In this lecture, Prof. Hanna Rose Shell will argue that camouflage is an adaptive logic of escape from photographic representation. Her talk traces the evolution of camouflage as it developed in counterpoint to technological advances in photography, innovations in warfare, and as-yet-unsolved mysteries of natural history. Today, camouflage is commonly thought of as a textile pattern of interlocking greens and browns. But we shall discover the ways in which it reveals itself to be much more – a set of institutional structures, mixed-media art practices, and permutations of subjectivity that emerged over the course of the twentieth century in environments increasingly mediated by photographic and cinematic intervention. The talk will reveal to the audience three conceptually linked “species” of so-called “photographic camouflage.”

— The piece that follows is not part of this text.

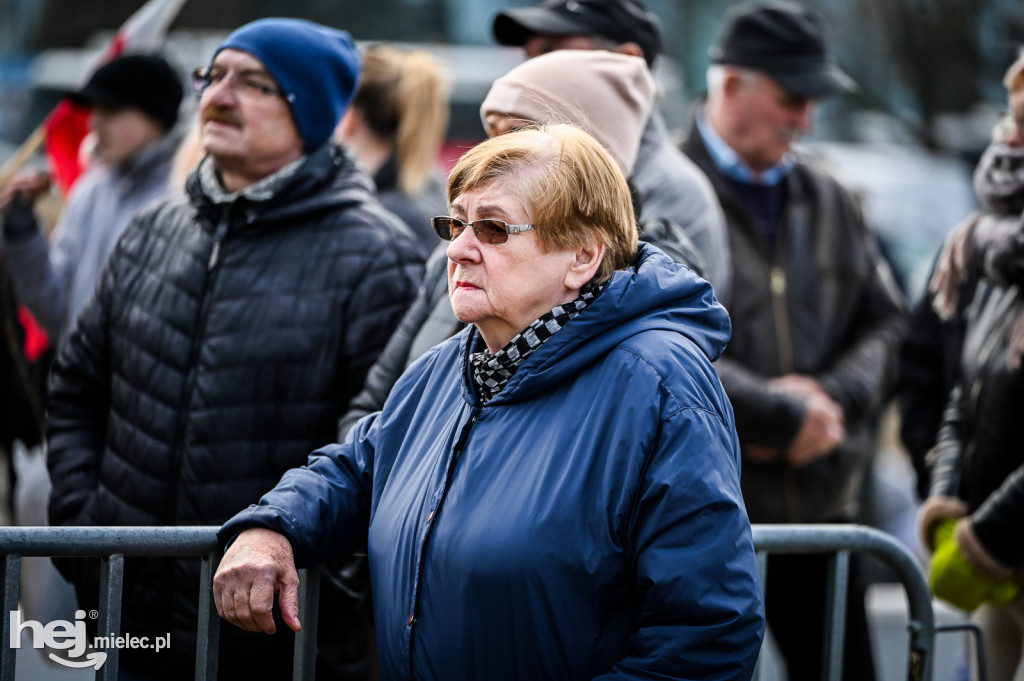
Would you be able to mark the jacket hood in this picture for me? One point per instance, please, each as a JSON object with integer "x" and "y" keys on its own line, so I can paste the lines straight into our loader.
{"x": 301, "y": 195}
{"x": 655, "y": 294}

Prof. Hanna Rose Shell is a filmmaker and historian of science and technology, who focuses on the environment, the media, military studies, and material culture. The main body of her work comprises films, multimedia and curatorial work, as well as scholarly articles and books. Through her analysis, she breaks down increasingly untenable divides between production and consumption, art and technology, and invention and reuse. From camouflage netting, old clothes, decomposing vegetable matter, and other artifacts of creative repurposing, she uncovers historical shifts in modern epistemologies of self, nature and representation.

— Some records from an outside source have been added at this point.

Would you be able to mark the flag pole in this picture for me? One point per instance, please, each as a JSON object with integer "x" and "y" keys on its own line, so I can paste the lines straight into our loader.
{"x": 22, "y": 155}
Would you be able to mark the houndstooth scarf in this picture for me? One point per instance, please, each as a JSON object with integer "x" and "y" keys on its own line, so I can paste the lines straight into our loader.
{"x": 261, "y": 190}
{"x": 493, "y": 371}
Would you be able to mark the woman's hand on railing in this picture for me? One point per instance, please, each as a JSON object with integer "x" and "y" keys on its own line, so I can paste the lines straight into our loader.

Her film Blind (2012), about the phenomenology of camouflage, and her site-specific installation Camoufleurs (2008) are examples of her interdisciplinary approaches. The installation and the film, along with the multimedia performances and environmental interactions out of which it emerged, both document, and are themselves experiments in hide-and-seek. They investigate how to be, as how not to be seen, both in nature and on film. She also published the related book Hide and Seek: Camouflage, Photography and the Media of Reconnaissance (MIT Press, 2012).